Gästbloggaren Derek Melber, Active Directory MVP, berättar om hur den interna säkerheten kan stärkas genom bra rutiner vid skapande av nya konton i Active Directory.
It is 8am Monday morning. You, the Active Directory administrator, receive a stack of papers for the new employees of the week. You proceed to create the 12 new users. You proceed to ensure the first name, last name, and logon names are correct.
You also input the password for new users, which is NewHire01. After you create all 12 user accounts, you proceed to configure the details for each account, including group membership, home drive, telephone number, and department.
You complete the task by 8:20am and move on to the rest of your day. You have done this every week for the past 10 years and think nothing of the “setup” you just created for the disgruntled employee that is working in the engineering department.
I hope you see the glaring error in the setup of the 12 new user accounts. Do you?
If you don’t, let me fill you in on a couple of key facts regarding Active Directory to help guide you to the answer:
Every user account in Active Directory has read access to all of Active Directory.

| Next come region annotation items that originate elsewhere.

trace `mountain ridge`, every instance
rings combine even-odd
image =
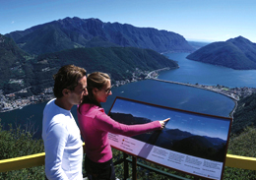
[[[238,36],[210,43],[189,54],[187,59],[235,70],[256,69],[256,44]]]
[[[5,35],[31,54],[96,46],[149,48],[158,52],[195,50],[182,35],[172,31],[78,17],[67,17]]]

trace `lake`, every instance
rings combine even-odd
[[[160,72],[160,79],[190,84],[224,85],[230,88],[256,87],[255,70],[238,71],[190,61],[185,58],[188,53],[165,55],[177,61],[180,68]],[[116,96],[225,117],[229,115],[229,112],[234,107],[234,102],[230,98],[220,93],[154,80],[144,80],[114,88],[112,93],[113,95],[108,96],[107,102],[102,104],[106,112],[109,111]],[[8,129],[9,123],[12,123],[14,126],[24,126],[27,122],[34,123],[34,127],[38,129],[35,137],[39,138],[41,134],[42,110],[45,103],[29,105],[23,109],[0,113],[4,128]],[[77,118],[75,106],[72,108],[72,113]]]

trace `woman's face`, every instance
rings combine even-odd
[[[111,91],[111,83],[110,80],[107,80],[106,85],[100,89],[100,90],[96,90],[95,95],[96,95],[96,99],[98,103],[100,102],[105,102],[107,99],[108,95],[111,95],[112,91]]]

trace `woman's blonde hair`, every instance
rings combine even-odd
[[[82,104],[91,103],[101,107],[100,103],[96,101],[93,90],[95,88],[96,88],[97,90],[101,90],[104,86],[106,86],[107,81],[110,81],[110,77],[106,73],[94,72],[88,75],[87,78],[88,95],[84,97]]]

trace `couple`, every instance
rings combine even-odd
[[[56,98],[46,104],[42,120],[45,174],[49,180],[83,179],[80,133],[86,144],[84,167],[88,178],[115,179],[107,133],[135,136],[160,130],[168,120],[132,126],[112,120],[100,105],[112,94],[107,74],[96,72],[87,77],[85,69],[66,65],[53,78]],[[70,111],[73,105],[78,105],[80,129]]]

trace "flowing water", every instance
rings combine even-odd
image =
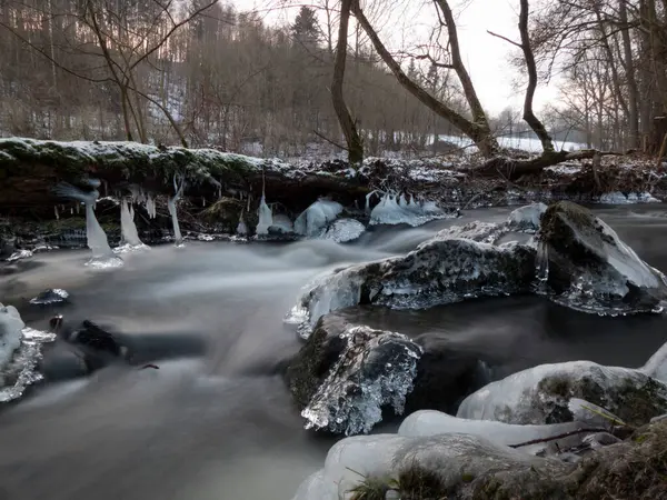
[[[641,258],[667,270],[665,207],[598,212]],[[0,499],[290,499],[332,443],[302,429],[278,374],[300,347],[281,322],[300,287],[342,263],[409,251],[447,226],[507,213],[376,228],[347,246],[163,246],[128,254],[123,268],[110,270],[84,267],[84,251],[3,264],[0,301],[16,304],[29,326],[44,328],[53,311],[31,310],[26,299],[66,289],[72,302],[60,310],[66,319],[122,332],[159,370],[109,367],[70,378],[67,346],[52,346],[44,361],[51,382],[0,412]],[[640,366],[667,341],[661,317],[600,318],[540,297],[344,313],[434,336],[484,358],[497,377],[574,359]]]

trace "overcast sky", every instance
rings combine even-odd
[[[412,0],[415,4],[420,3]],[[267,10],[267,7],[276,7],[279,0],[233,0],[239,9],[260,9],[265,12],[269,22],[287,22],[293,19],[298,9],[289,12]],[[458,16],[458,31],[461,52],[467,69],[470,72],[475,88],[485,108],[491,113],[498,113],[511,106],[520,109],[524,100],[522,87],[517,88],[516,82],[525,84],[525,79],[509,63],[509,58],[516,52],[516,48],[508,42],[494,38],[487,30],[495,31],[512,40],[519,39],[518,33],[518,0],[468,0],[465,9],[458,8],[462,0],[451,2],[455,14]],[[385,32],[389,26],[396,27],[394,32],[426,33],[427,26],[432,26],[430,19],[435,16],[432,6],[425,6],[419,11],[406,16],[400,13],[400,20],[390,21],[385,26]],[[386,40],[385,40],[386,41]],[[390,41],[386,41],[390,43]],[[535,107],[541,108],[546,102],[554,102],[558,98],[556,86],[548,88],[540,84],[535,97]]]

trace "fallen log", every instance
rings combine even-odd
[[[266,183],[267,199],[302,210],[320,196],[351,202],[368,192],[362,178],[340,167],[299,169],[277,159],[135,142],[0,139],[0,212],[51,207],[62,201],[51,191],[53,186],[76,184],[87,177],[104,181],[109,193],[138,184],[172,194],[177,173],[186,177],[189,196],[217,199],[220,192],[240,191],[258,198]]]

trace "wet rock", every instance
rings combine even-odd
[[[350,341],[351,332],[358,334],[357,339],[364,340],[359,346]],[[417,350],[420,356],[414,358],[410,353],[415,354]],[[369,352],[372,356],[369,356]],[[399,359],[389,361],[391,367],[387,367],[386,362],[375,361],[377,359],[387,360],[392,356],[398,356]],[[415,369],[412,368],[412,358],[416,364]],[[289,362],[286,380],[301,409],[311,406],[317,400],[318,392],[334,401],[329,403],[329,407],[335,408],[338,403],[331,396],[335,393],[332,388],[344,387],[350,379],[355,380],[358,373],[362,373],[371,381],[377,379],[378,373],[374,370],[360,369],[359,361],[366,364],[372,361],[376,367],[384,366],[382,370],[397,370],[397,373],[391,376],[394,377],[391,384],[396,386],[400,379],[398,386],[407,387],[409,379],[410,390],[405,392],[405,407],[408,412],[425,408],[454,411],[467,394],[488,381],[479,360],[454,352],[439,342],[419,338],[408,341],[407,338],[397,333],[352,327],[331,314],[320,319],[303,348]],[[382,373],[382,371],[379,374],[387,377],[387,373]],[[338,392],[342,392],[342,390]],[[357,426],[356,432],[365,432],[379,421],[381,416],[378,410],[386,404],[382,402],[382,398],[375,398],[375,402],[370,404],[372,407],[372,411],[370,411],[368,410],[368,400],[372,398],[368,391],[362,396],[364,403],[355,399],[357,397],[355,391],[344,398],[347,399],[346,404],[359,407],[355,411],[365,409],[365,418],[370,422],[367,429]],[[318,403],[320,408],[323,407],[321,399]],[[402,404],[401,402],[399,406],[401,410]],[[346,417],[345,421],[347,422],[347,420]],[[334,429],[332,426],[329,427],[334,432],[341,432],[341,430]],[[345,432],[352,433],[352,430],[348,431],[346,428]]]
[[[464,433],[347,438],[331,448],[323,469],[301,484],[293,500],[336,500],[350,491],[388,489],[404,499],[667,498],[667,421],[611,441],[573,464]]]
[[[656,310],[667,298],[665,277],[625,244],[603,220],[568,201],[541,218],[540,260],[554,299],[589,312]]]
[[[302,337],[323,314],[357,304],[420,309],[530,290],[535,249],[437,236],[404,257],[335,270],[306,287],[286,320]]]
[[[290,388],[296,388],[298,399],[305,401],[301,416],[306,428],[349,436],[370,431],[382,419],[386,407],[401,414],[421,356],[419,346],[400,333],[368,327],[345,326],[332,342],[323,328],[320,332],[320,344],[309,342],[307,353],[287,374]],[[340,348],[338,356],[317,383],[308,369],[323,368],[334,342]],[[307,359],[309,353],[315,354],[312,360]]]
[[[468,396],[457,417],[507,423],[574,420],[574,398],[590,401],[630,426],[667,412],[667,384],[640,370],[590,361],[542,364],[489,383]]]
[[[57,306],[69,302],[69,293],[60,288],[47,289],[39,296],[30,299],[33,306]]]

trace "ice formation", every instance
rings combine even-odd
[[[408,224],[412,227],[425,224],[431,220],[456,217],[439,208],[435,201],[416,201],[386,193],[380,202],[370,211],[370,224]]]
[[[88,240],[88,248],[92,250],[92,259],[88,261],[87,266],[93,268],[120,267],[122,266],[122,260],[116,256],[113,250],[111,250],[111,247],[109,247],[107,234],[94,216],[94,203],[100,196],[97,190],[100,186],[100,181],[90,179],[88,182],[93,188],[92,191],[81,191],[67,182],[61,182],[56,187],[54,192],[59,197],[70,198],[80,201],[86,206],[86,237]]]
[[[149,248],[139,238],[137,226],[135,224],[135,210],[126,199],[122,199],[120,202],[120,231],[123,244],[116,249],[117,252],[146,250]]]
[[[237,234],[247,236],[248,227],[246,226],[246,221],[243,220],[243,210],[241,210],[241,214],[239,216],[239,223],[237,226]]]
[[[267,199],[265,194],[261,196],[259,200],[259,209],[257,210],[257,214],[259,217],[259,221],[257,222],[257,228],[255,232],[259,236],[265,236],[269,233],[269,228],[273,223],[273,212],[271,208],[267,204]]]
[[[54,338],[26,328],[16,308],[0,303],[0,402],[21,397],[29,384],[42,379],[37,362],[42,344]]]
[[[180,183],[179,183],[179,180],[180,180]],[[177,208],[176,203],[181,198],[185,186],[186,186],[185,178],[175,174],[173,176],[175,194],[173,194],[173,197],[169,198],[169,200],[167,201],[167,208],[169,209],[169,213],[171,214],[171,226],[173,227],[173,243],[177,247],[183,246],[183,237],[181,236],[180,227],[178,224],[178,213],[177,213],[178,208]]]
[[[13,252],[11,256],[9,256],[7,258],[8,262],[14,262],[17,260],[21,260],[21,259],[28,259],[32,257],[32,252],[30,250],[17,250],[16,252]]]
[[[295,232],[310,238],[318,237],[340,212],[342,212],[342,204],[331,200],[318,200],[297,217]]]
[[[337,243],[347,243],[359,239],[365,231],[366,227],[358,220],[338,219],[331,222],[321,238]]]
[[[470,479],[466,478],[487,474],[491,484],[494,474],[532,473],[549,480],[570,471],[564,462],[534,457],[479,436],[355,436],[331,447],[325,467],[303,481],[292,500],[351,498],[350,490],[364,478],[389,481],[402,470],[416,469],[432,471],[441,489],[450,492],[448,498],[470,498]]]
[[[351,266],[305,288],[286,320],[308,337],[323,314],[359,303],[420,309],[475,297],[527,291],[535,249],[437,236],[404,257]]]
[[[574,419],[573,398],[598,404],[624,420],[639,418],[638,404],[654,412],[644,416],[646,421],[667,411],[667,384],[641,370],[571,361],[541,364],[491,382],[468,396],[457,417],[521,424],[565,422]]]
[[[585,312],[659,310],[667,283],[590,211],[558,202],[545,212],[538,236],[548,259],[546,284],[558,303]],[[544,266],[542,266],[544,267]]]
[[[271,231],[278,231],[283,234],[288,234],[295,231],[295,227],[290,218],[283,213],[278,213],[273,216],[273,221],[271,223]]]
[[[608,422],[607,422],[608,423]],[[603,427],[603,426],[599,426]],[[557,436],[563,436],[568,432],[575,432],[590,428],[585,422],[573,421],[564,423],[551,423],[542,426],[519,426],[505,422],[495,422],[489,420],[468,420],[458,417],[452,417],[447,413],[435,410],[420,410],[408,416],[400,428],[399,436],[406,437],[429,437],[446,433],[464,433],[479,436],[497,444],[516,446],[528,441],[548,439]],[[593,432],[589,432],[593,433]],[[577,444],[586,434],[575,437],[570,444]],[[566,448],[567,440],[561,440],[558,446]],[[547,447],[551,444],[539,443],[535,446],[521,447],[521,451],[537,454],[544,453]]]
[[[350,327],[340,338],[344,351],[301,416],[307,429],[366,433],[382,420],[385,406],[402,413],[421,348],[400,333],[368,327]]]
[[[545,203],[534,203],[526,207],[520,207],[509,214],[507,220],[512,229],[521,231],[538,231],[540,227],[541,216],[547,211]]]
[[[66,302],[69,298],[69,293],[61,288],[48,289],[41,292],[39,296],[30,299],[30,303],[33,306],[50,306],[54,303]]]

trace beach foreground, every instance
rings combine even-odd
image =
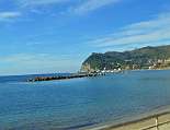
[[[141,115],[132,121],[107,125],[91,130],[170,130],[170,108]]]

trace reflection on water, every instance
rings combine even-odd
[[[0,129],[79,129],[170,105],[170,71],[39,83],[20,79],[0,78]]]

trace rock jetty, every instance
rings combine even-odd
[[[68,80],[77,78],[88,78],[88,76],[98,76],[99,73],[86,73],[86,74],[71,74],[71,75],[57,75],[57,76],[36,76],[29,79],[27,82],[38,82],[38,81],[53,81],[53,80]]]

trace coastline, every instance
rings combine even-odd
[[[162,130],[169,130],[170,105],[136,116],[109,121],[93,128],[89,127],[87,130],[155,130],[157,128],[156,119],[159,119],[158,127],[163,127]]]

This includes group membership, organizational unit contents, and user properties.
Any user can attempt to logon as any other user.
There is a user account property that indicates if a user has logged in before or not.
Have a clue yet?
Every user in Active Directory can logon as a newly created user because they know the username and password! Once logged on, they will have access to every resource that their group membership allows them to access.
Ideally, a random password needs to be used for every newly created user account. This means that no one, except for the user account creator and the new employee knows the password. Once the random password is used to logon, the user is forced to input their own password. Therefore, the random password is only valid for a single use.